Position on the Food Chain
As the AI arms race enters 2026, the food chain排序 (ranking) has become初步清晰 (initially clear):
At the top are OpenAI and Google. OpenAI has the strongest models, the largest user base, and the most aggressive financing. Google has complete vertical integration with its own chips, its own models, and its own cloud infrastructure. Anthropic follows closely behind, securing a spot in the first tier with the product strength of its Claude model and dual-line computing power supply from Google and Amazon.
Meta?
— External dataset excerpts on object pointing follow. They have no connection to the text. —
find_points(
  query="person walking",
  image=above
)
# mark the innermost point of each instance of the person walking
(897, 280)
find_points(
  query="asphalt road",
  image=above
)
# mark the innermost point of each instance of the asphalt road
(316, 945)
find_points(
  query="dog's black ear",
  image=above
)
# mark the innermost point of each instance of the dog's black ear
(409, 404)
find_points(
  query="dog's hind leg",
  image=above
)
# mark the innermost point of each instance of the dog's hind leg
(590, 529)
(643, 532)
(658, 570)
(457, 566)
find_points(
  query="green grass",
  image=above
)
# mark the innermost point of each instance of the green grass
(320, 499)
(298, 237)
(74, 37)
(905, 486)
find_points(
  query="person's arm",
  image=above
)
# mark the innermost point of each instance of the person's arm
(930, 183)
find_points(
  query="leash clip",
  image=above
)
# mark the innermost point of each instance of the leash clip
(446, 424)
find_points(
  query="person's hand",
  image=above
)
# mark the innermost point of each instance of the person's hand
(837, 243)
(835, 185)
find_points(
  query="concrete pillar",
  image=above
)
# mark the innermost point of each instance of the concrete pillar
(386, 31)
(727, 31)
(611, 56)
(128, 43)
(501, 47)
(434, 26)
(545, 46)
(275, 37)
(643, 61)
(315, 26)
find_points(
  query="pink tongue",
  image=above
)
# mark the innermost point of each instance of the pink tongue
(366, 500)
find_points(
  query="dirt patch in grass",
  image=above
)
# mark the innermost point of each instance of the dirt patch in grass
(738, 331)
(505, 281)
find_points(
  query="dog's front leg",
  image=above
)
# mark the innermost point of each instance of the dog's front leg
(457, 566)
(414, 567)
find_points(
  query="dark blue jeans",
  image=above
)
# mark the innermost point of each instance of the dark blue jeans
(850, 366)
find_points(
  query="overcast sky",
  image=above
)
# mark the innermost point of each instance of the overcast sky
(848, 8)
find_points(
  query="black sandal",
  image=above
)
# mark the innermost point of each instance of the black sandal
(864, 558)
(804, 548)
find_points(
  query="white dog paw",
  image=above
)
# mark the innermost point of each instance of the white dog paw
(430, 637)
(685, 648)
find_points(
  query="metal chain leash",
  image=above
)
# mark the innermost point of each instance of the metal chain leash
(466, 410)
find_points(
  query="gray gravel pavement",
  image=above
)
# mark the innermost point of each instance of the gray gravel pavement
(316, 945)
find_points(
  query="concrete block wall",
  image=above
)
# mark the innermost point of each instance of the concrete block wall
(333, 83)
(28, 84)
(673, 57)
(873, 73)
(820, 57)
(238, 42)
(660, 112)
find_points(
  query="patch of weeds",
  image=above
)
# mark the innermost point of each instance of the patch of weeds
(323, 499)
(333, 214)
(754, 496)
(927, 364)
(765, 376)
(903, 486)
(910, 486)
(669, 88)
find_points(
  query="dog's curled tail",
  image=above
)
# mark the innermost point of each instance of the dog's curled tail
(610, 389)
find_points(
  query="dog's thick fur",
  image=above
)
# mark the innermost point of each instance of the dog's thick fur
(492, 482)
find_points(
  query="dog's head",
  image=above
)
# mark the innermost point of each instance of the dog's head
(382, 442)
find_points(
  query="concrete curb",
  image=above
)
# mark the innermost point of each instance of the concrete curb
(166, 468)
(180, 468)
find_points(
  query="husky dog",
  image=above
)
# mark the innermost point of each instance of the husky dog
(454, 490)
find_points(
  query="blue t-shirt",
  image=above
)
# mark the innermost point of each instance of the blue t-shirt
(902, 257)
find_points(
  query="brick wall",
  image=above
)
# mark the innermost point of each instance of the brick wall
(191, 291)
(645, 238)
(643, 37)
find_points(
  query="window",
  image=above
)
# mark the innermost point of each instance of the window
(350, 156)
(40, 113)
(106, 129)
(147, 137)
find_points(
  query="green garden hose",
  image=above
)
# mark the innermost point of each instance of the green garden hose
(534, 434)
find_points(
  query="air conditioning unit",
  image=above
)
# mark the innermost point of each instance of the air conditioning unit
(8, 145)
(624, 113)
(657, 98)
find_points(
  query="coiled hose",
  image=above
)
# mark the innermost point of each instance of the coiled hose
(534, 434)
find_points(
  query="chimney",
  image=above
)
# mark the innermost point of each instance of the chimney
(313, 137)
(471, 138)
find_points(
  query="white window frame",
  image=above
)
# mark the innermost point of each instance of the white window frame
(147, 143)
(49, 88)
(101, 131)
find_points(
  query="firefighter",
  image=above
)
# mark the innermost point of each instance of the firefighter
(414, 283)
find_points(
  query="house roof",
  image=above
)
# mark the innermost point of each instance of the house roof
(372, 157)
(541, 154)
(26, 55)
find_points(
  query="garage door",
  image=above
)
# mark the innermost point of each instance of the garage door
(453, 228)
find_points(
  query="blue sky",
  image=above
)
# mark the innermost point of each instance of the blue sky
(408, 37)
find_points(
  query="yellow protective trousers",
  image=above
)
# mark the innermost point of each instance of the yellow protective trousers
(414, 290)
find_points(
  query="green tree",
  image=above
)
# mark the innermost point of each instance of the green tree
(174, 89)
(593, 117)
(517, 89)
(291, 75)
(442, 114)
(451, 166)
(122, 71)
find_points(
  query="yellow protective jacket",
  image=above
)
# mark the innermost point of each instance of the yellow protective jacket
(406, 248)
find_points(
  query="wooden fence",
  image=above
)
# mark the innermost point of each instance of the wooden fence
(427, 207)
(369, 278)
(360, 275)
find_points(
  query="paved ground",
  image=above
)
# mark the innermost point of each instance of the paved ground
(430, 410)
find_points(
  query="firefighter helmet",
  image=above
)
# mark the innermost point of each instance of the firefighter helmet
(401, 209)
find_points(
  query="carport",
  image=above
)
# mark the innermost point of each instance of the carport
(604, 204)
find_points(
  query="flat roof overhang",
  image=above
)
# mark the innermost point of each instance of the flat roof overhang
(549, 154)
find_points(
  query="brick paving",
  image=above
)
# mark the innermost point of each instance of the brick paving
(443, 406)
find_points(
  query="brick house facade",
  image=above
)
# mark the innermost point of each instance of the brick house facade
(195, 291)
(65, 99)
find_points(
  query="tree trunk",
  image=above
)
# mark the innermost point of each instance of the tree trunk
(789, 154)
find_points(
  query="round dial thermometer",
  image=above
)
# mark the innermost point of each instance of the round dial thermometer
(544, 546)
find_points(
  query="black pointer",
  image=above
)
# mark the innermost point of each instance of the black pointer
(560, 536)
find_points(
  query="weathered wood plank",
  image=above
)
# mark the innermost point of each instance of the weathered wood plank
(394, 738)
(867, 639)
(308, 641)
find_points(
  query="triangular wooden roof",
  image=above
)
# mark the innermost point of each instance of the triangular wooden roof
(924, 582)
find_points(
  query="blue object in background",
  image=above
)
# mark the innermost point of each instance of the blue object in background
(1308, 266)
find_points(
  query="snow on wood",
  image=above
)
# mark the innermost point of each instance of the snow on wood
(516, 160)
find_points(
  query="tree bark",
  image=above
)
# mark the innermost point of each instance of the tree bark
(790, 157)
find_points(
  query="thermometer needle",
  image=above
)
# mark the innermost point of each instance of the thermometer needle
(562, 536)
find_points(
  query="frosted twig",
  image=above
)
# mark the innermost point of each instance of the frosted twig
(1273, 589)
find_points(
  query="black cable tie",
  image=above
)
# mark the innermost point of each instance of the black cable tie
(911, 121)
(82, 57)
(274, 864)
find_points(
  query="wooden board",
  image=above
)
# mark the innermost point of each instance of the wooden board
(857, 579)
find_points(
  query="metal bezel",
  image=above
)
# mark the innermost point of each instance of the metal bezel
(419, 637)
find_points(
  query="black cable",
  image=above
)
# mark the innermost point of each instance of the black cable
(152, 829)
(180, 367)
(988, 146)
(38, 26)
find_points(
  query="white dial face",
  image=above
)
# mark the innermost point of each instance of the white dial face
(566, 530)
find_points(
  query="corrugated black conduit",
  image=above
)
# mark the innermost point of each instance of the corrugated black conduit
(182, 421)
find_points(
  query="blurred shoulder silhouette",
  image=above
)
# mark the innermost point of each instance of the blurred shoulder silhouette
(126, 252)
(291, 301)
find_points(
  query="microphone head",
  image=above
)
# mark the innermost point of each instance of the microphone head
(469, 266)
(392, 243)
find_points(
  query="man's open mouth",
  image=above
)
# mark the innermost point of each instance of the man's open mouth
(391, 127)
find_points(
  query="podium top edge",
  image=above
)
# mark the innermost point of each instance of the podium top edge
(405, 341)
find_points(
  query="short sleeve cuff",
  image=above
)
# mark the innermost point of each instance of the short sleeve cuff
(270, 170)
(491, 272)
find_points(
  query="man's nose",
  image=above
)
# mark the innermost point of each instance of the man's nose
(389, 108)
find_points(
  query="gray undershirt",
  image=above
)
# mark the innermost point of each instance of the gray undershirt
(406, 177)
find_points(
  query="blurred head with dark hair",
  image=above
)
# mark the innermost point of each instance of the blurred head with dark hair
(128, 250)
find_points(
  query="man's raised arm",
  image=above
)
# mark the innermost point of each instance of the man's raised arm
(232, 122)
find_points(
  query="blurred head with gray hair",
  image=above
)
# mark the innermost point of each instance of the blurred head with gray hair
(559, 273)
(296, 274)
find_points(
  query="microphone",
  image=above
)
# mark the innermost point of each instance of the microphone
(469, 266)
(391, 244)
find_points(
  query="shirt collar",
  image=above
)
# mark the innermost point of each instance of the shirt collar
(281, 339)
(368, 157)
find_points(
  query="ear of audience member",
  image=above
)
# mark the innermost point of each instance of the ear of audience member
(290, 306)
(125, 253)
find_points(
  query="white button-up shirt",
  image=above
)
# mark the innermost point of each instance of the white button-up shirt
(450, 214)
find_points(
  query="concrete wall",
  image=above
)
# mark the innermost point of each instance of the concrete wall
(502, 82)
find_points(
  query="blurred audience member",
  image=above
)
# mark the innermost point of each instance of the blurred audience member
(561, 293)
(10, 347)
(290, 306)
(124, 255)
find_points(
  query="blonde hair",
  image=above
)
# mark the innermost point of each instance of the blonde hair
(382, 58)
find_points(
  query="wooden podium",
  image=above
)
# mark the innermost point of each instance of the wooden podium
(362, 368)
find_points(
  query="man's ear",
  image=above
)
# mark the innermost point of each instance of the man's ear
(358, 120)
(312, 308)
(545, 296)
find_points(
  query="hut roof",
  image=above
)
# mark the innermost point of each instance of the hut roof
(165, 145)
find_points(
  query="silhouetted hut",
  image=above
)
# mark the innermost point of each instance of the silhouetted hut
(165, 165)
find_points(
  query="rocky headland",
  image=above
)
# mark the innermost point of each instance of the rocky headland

It has spent the most money, signed the most chip contracts, done the most frequent organizational reshuffles, but so far, it has not produced a cutting-edge model that can convince the market.
Meta's AI story is somewhat like Yahoo in 2005. At that time, Yahoo was also one of the richest internet companies, also疯狂收购和砸钱 (acquiring and spending frantically), but it just couldn't make a search engine as good as Google's. Money isn't omnipotent. Zuckerberg needs to figure out what Meta really wants to do in AI, not just buy whatever is hot.
Of course, it's still too early to write Meta's obituary. 3.58 billion monthly active users, $59.9 billion in quarterly revenue, the world's largest social dataset—these are assets that any competitor would find difficult to replicate.
If the next-generation model codenamed Avocado can be delivered as scheduled in 2026 and return to the first tier, all of Zuckerberg's spending and restructuring will be packaged as "the strategic courage to turn the tide." But if it underperforms again, then this $135 billion will only have bought warehouses of silicon wafers that heat up when powered on.
After all, the AI arms race in Silicon Valley has no shortage of super buyers waving checks. What's lacking are the people who know how to use this computing power to forge the future.